С открытием электрона дождался своего часа атом!
Вначале никто не подозревал, какая великая битва идей разыграется на крошечном атомном плацдарме. Она длится и сегодня. И занавес уже никогда не будет опущен. А впервые приподнялся он так…
Хотя и давно высказывались предположения, что атомы делимы и даже представляют собою сложные миры, однако ни одной детальки, из которых могла бы сконструировать их природа, физики не знали. И вот появился электрон.
Конечно, всем и каждому было ясно, что из одних отрицательно заряженных электронов создать нейтральные атомы не сумела бы даже сама всемогущая природа. Но то, что ей наверняка пришлось использовать для этой цели электроны, стало несомненным: они высвобождались из любых тел при ионизации, они вылетали в виде бета-лучей при распаде радиоактивных элементов, они были всюду, где присутствовало вещество. И потому с момента открытия электрона началась безудержная конструкторская работа физиков по созданию правдоподобной модели реальных атомов.
Физики словно почувствовали себя сотрудниками самого господа бога, который решил смастерить на досуге вещественный мир, но из-за вечной нелюбви к естественным наукам» не захотел возиться с такой мелочью, как атом, и всю работу передоверил им, ученым-специалистам. Это сценка для Жана Эффеля.
— Господи, — сказали физики, — ты же пока ничего нам не дал, кроме электронов!
— А что вам еще нужно, дети мои? Только, пожалуйста, без жалоб на мои неисповедимые пути! У меня от одних философов третье тысячелетье мигрень…
— У нас тоже, — улыбнулись физики.
— К делу! — строго сказал босой бородач.
— Нам бы хоть какие частицы с положительным зарядом, господи! А то ведь атом не получится нейтральным. Да хоть парочку новых законов… — с надеждой сказали физики. — Может, продиктуете, отец?
Но всемогущий, чтобы скрыть свою немощь, возразил:
— Тогда зачем вы мне?
И физики ушли, предоставленные самим себе.

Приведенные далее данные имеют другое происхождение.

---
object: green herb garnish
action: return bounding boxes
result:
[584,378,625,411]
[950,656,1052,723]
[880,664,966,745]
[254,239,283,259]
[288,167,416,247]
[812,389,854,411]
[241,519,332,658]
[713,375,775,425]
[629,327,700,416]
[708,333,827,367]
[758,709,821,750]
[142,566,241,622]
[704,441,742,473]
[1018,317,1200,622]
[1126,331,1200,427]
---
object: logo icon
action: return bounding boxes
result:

…Они хитрили: им для первых моделей атома вовсе не нужно было знать, «как выглядит» наверняка использованная природой для создания атомов положительная деталька. Довольно было убежденности, что такая «деталька» там обязательно существует, что, кроме электронов, в атоме есть заряды со знаком плюс. И о новых законах рано было говорить: надо было еще убедиться, что старые тут не пригодны.
Множество атомных моделей обсуждалось физиками в первое десятилетие нашего века. Всерьез начал эту конструкторскую работу сам первооткрыватель электрона Дж. Дж. Томсон, а в принципе завершил ее Эрнест Резерфорд.
Резерфордовская планетарная модель — Солнце-ядро и планеты-электроны — так наглядно повторяла строение солнечной системы, выглядела так естественно, так красиво и просто, что сразу завоевала сердца современников. Именно — сердца! И я нарочно сказал — не физиков, а шире — современников, потому что с самого начала нашего века интерес к таинственному устройству атомов был всеобщим. И всем хотелось, чтобы это устройство оказалось доступным пониманию и воображению любых смертных — таким, чтобы атомы можно было запросто нарисовать , чтобы о них можно было бы разговаривать не только зашифрованным языком науки.